“Birçok canlı, rızkını kendi elde edemez. Sizin de, onların da rızkını Allah verir.” -Ankebût: 60-
“Rızkının bol olmasını isteyen, sıla-i rahm etsin!” -Buhârî-
“Sadaka vermeye devam edenin rızkı artar!” -İbni Mâce-
Büyük bir musibet başlarına gelmiş olan Suriyeli kardeşlerimiz bize muhacir olarak geldiler. Biz onlara her türlü yardımı yapmakla mükellefken, bazı insanlar onları “Bizim rızkımızı yiyorlar” diye istemiyorlar. Halbuki, onlar bizim rızkımızı yemiyorlar. Kendi rızıkları ile beraber gelmişlerdir. Allah’u Teala bütün canlıların rızıklarını onların gideceği yere gönderir. Tarihte birçok kavim kendi yurtlarını terk ederek başka yerlere geçmişler. Burada çalışarak çok zengin olmuşlardır. Hatta bazıları, insanların yaşamadığı yerlere gidip yerleşmişler ve buralarda kendi rızıklarını temin etmişlerdir. Çokta zengin olmuşlar. Dolayısıyla bu Suriyeli kardeşlerimizin içinde bulunduğu zor durumu görmeden onları baş belası sanmak yanlıştır. Bizler şunu düşünürsek acaba bu insanlar bizim memleketimize geldikten sonra bizim Memleketimizde oluşan bütün bu sıkıntılarımıza rağmen büyük bereketler oluşması onların getirdiği bereket sayesinde olmasın. Allah’u Teala bize bol yağmurlar indirdi. Topraklarımızı, meyvelerimizi bereketlendir. Eskiye oranla daha rahat bir yaşam içindeyiz.
BİZ ONLARIN HALLERİNDEN DERS ÇIKARARAK MEMLEKETİMİZDE İÇ SAVAŞ ÇIKARMAK İSTEYENLERE DESTEK VERMEDİK
Onlar bize geldi. Biz nereye gideceğiz dedik. Ayrıca bu insanlar kendilerine çalışıyorlar rızıklarını temin etmek için uğraşıyorlar. Yani onlar bizim rızkımızı yemiyorlar. Bununla ilgili sahabeler döneminde şöyle bir olay olmuştur bir sahabe sürekli eve misafir getirir. Hanımı buna razı olmaz. Peygamberimize(sav), şikayet eder. Ben çocuklarımın rızkını başkalarının yemesine rıza göstermem diye diretir.
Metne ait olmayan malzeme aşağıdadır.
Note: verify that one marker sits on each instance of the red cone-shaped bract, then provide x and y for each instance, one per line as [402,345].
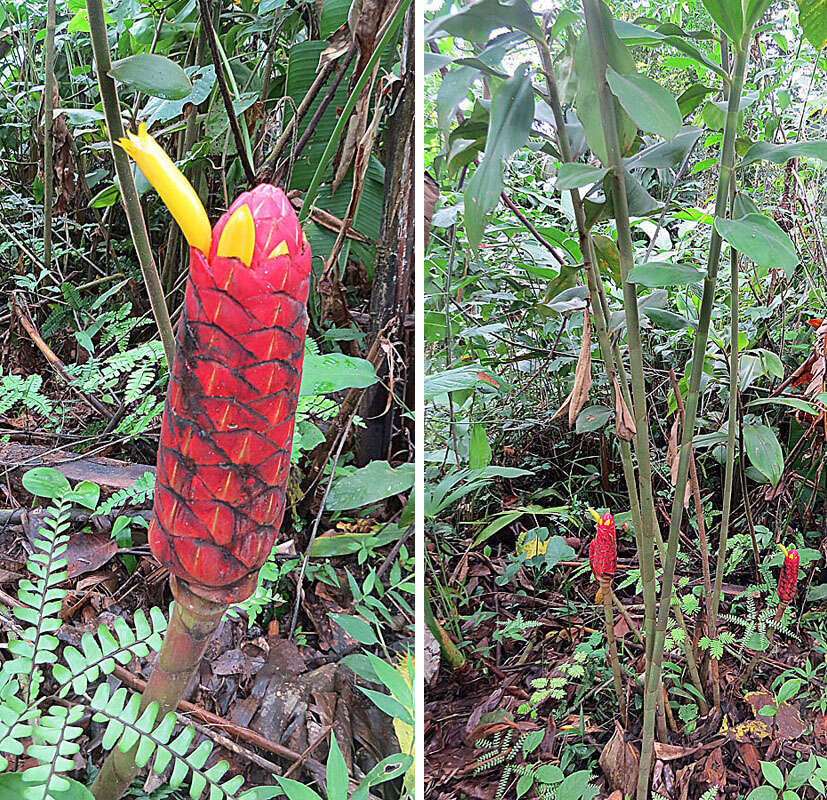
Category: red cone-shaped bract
[788,579]
[227,428]
[603,549]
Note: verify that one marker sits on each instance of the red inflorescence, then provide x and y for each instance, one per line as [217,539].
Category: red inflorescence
[788,579]
[603,549]
[227,428]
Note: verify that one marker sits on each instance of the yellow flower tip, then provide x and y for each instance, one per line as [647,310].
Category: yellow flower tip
[238,239]
[174,189]
[280,250]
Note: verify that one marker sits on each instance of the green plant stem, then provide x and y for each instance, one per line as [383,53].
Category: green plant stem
[608,613]
[344,116]
[729,469]
[129,194]
[48,139]
[727,161]
[193,622]
[614,370]
[597,48]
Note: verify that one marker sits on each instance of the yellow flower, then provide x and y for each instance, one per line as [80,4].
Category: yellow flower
[175,190]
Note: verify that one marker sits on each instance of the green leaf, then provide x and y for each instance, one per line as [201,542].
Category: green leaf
[295,790]
[369,484]
[657,274]
[592,418]
[153,75]
[337,776]
[812,14]
[772,774]
[779,153]
[573,176]
[357,628]
[729,17]
[512,112]
[761,240]
[652,107]
[479,449]
[45,482]
[331,372]
[764,451]
[13,787]
[476,21]
[586,100]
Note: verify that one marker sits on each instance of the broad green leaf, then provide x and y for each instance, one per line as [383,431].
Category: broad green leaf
[369,484]
[586,101]
[479,450]
[476,21]
[779,153]
[728,16]
[45,482]
[325,373]
[652,107]
[153,75]
[454,380]
[656,274]
[357,628]
[573,176]
[764,451]
[761,240]
[512,112]
[813,17]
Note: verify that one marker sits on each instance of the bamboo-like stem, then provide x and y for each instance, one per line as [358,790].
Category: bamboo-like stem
[729,469]
[129,194]
[701,336]
[193,622]
[782,607]
[614,370]
[617,677]
[48,139]
[597,48]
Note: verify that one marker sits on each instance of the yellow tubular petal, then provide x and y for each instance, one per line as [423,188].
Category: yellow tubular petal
[175,190]
[280,250]
[238,238]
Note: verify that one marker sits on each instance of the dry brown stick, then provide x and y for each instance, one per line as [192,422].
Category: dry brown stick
[532,229]
[20,309]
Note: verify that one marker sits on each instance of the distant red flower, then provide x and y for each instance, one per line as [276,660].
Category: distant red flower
[788,579]
[603,548]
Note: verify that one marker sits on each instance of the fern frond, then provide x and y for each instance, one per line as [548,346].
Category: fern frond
[137,494]
[42,600]
[98,654]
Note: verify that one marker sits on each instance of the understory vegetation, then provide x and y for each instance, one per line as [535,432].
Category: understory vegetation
[306,688]
[625,293]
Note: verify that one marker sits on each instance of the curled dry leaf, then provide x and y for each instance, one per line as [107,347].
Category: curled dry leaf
[624,421]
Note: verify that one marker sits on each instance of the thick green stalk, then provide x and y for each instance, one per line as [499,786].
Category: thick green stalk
[129,194]
[729,470]
[727,163]
[193,622]
[48,139]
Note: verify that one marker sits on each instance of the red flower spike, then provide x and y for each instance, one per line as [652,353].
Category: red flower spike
[603,548]
[227,428]
[788,578]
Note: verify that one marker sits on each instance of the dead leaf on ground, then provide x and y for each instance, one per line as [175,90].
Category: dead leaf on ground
[619,762]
Adam Ya Resulallah! (sav) ben misafirsiz yemek yiyemem. O yüzden bir tane misafirin gelmesine izin versen diretir. Hanımı kabul eder. Akşam yine iki misafirle gelir. Hanımı içinden kızar ama bir şey demez. 3 kişilik yemek hazırlar. Sonra bakar ki bir tane misafir yemek yemeden kalkıp gider. Kadın, kocasına der ki hani senin ikinci misafirin nerededir. Adam, ben bir şahıs getirmiştim. Kadın, “hayır iki kişi gördüm” der ve meselenin içinden çıkamazlar. Peygamberimize(sav) giderler. Onları dinleyen Peygamber Efendimiz (s.a.v) şöyle buyurur: “Evet! Eve iki misafir gelmişti. Fakat bunlardan birisi hakiki insan değil, insan suretine giren rızıktı. Allah (C.C) hanımını akıllandırmak için rızkı insan kılığına sokmuştu.
Şunu iyi bilesiniz ki, her misafir kendi rızkı ile gelir. Ve kimse kimsenin rızkını yiyemez, eksiltemez. Hatta misafir, bir evin bereketini arttırır ve o evin rızkında artma olur” buyurur. Hanım, bu hadiseden sonra misafir ağırlamanın önemini idrak eder.
Memleketimize muhacir olarak gelen kardeşlerimiz bizim rızkımızı yemiyorlar kendi rızıkları ile beraber geliyorlar. Diğer taraftan Suriyelilerin karışmış oldukları olaylar Türkiye'de olan olaylara nispeten çok çok azdır Suriyelilerin karışmış oldukları olayların çoğunda da başka insanların onları kışkırtması ya da onların namuslarına göz koymaları sonucunda olan olaylardır. Bazıları onların tekrar Suriye’ye dönüp kendilerine asker olmaları, bazıları da Esed’e olan bağlılıklarından yapıyorlar. Bazıları da ırkçılıktan yapıyorlar. Biz onlarla kardeşiz. Hataları olsa da mahkemeler vardır.